When confronted with this conflict, Cathles said, “we’ve got 6.5 billion people in the world, and over half of those are malnourished, and over half spend over half their income on food.” The world currently runs on really cheap energy, but if the cost of energy were to increase, “you’re going to drive a lot of people in the world to very desperate situations.”

Cathles’ most current research is on nanoparticles, which are “intriguing tracers because they move through the rock” as fluid would. Understanding fluid flow is at the heart of resource recovery and many environmental issues. A common way of extracting oil is injecting other fluids like water to “push the oil through the recovery well.” The use of nanoparticles as tracers can determine if the water flows through oil areas or if it goes straight into a recovery well. Nanoparticles could also potentially be used to manipulate the flow pattern of the fluids.

From an environmental standpoint, nanoparticles could be used to predict the flow of materials in a dangerous spill “well ahead of when the chemistry would arrive,” Cathles said.

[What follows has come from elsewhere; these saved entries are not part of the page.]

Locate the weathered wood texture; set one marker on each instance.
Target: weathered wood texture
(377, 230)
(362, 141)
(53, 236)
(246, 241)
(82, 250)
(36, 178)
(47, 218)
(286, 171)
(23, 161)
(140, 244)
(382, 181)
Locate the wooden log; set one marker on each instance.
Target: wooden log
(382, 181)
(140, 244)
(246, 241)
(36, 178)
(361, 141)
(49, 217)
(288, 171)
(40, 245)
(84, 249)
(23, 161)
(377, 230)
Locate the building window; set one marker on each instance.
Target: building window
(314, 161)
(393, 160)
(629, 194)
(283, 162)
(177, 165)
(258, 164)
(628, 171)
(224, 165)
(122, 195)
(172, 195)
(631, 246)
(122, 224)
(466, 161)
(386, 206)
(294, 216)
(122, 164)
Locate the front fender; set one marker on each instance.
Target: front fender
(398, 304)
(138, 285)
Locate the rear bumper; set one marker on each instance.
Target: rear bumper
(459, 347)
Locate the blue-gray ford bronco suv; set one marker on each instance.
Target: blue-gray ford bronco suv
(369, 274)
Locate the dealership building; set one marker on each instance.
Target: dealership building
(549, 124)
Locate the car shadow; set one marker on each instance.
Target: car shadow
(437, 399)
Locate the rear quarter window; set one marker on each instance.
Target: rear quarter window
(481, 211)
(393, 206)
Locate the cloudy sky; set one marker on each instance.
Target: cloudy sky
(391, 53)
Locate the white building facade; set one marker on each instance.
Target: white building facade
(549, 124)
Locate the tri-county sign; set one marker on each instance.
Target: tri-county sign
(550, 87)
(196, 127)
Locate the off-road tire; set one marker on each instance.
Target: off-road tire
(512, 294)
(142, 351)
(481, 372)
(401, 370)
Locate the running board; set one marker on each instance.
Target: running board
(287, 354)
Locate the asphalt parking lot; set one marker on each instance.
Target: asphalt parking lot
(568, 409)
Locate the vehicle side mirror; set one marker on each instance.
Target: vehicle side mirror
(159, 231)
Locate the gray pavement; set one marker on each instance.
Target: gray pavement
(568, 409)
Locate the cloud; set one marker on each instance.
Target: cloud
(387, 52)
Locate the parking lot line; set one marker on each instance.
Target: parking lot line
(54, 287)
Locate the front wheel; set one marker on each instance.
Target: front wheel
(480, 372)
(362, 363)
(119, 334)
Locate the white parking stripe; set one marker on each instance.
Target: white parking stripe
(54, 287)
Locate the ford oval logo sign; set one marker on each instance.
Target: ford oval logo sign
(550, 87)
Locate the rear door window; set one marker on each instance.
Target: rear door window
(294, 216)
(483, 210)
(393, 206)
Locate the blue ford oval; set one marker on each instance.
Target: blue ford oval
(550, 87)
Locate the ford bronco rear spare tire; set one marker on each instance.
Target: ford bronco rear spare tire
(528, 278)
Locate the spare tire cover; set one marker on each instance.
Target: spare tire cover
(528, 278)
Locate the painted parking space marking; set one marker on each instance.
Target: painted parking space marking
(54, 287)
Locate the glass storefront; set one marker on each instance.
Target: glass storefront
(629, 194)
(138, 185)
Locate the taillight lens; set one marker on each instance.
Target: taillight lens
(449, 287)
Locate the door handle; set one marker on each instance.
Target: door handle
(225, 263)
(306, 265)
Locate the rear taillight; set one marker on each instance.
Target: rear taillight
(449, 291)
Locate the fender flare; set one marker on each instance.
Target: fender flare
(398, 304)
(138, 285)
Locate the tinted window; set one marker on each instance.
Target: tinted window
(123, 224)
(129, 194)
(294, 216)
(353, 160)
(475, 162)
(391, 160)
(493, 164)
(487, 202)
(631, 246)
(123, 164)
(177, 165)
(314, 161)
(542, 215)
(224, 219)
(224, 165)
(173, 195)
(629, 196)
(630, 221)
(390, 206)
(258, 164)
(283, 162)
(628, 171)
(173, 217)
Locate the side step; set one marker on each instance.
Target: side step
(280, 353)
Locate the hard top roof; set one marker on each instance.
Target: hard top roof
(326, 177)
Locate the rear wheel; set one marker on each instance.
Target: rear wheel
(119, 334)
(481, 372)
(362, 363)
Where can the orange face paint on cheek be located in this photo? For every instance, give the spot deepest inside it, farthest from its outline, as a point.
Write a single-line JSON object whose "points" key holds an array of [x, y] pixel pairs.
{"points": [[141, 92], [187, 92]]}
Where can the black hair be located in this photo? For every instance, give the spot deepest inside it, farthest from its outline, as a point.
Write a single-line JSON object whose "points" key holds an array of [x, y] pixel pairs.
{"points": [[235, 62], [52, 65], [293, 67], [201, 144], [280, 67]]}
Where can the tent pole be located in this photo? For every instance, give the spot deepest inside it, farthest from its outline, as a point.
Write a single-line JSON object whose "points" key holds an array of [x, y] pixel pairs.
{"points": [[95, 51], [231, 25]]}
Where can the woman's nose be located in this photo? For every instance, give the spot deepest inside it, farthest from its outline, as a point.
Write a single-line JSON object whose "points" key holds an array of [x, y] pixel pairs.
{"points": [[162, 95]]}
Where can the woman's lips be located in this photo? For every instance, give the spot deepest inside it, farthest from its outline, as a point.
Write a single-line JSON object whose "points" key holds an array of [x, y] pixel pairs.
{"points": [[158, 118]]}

In a sense, nanoparticles are like “eyes underground,” but Cathles’ added “that’s a vision down the line” and that there’s still work to be done.

“As a planet,” Cathles said, “we’re very well endowed, but individual countries are not well-endowed with everything.” This doesn’t mean that a standard of living on par with what the Europeans enjoy isn’t feasible for everyone in the world. The work that Cathles advocates is in education, technology and making decisions that effectively exchange the wealth of resources available on Earth.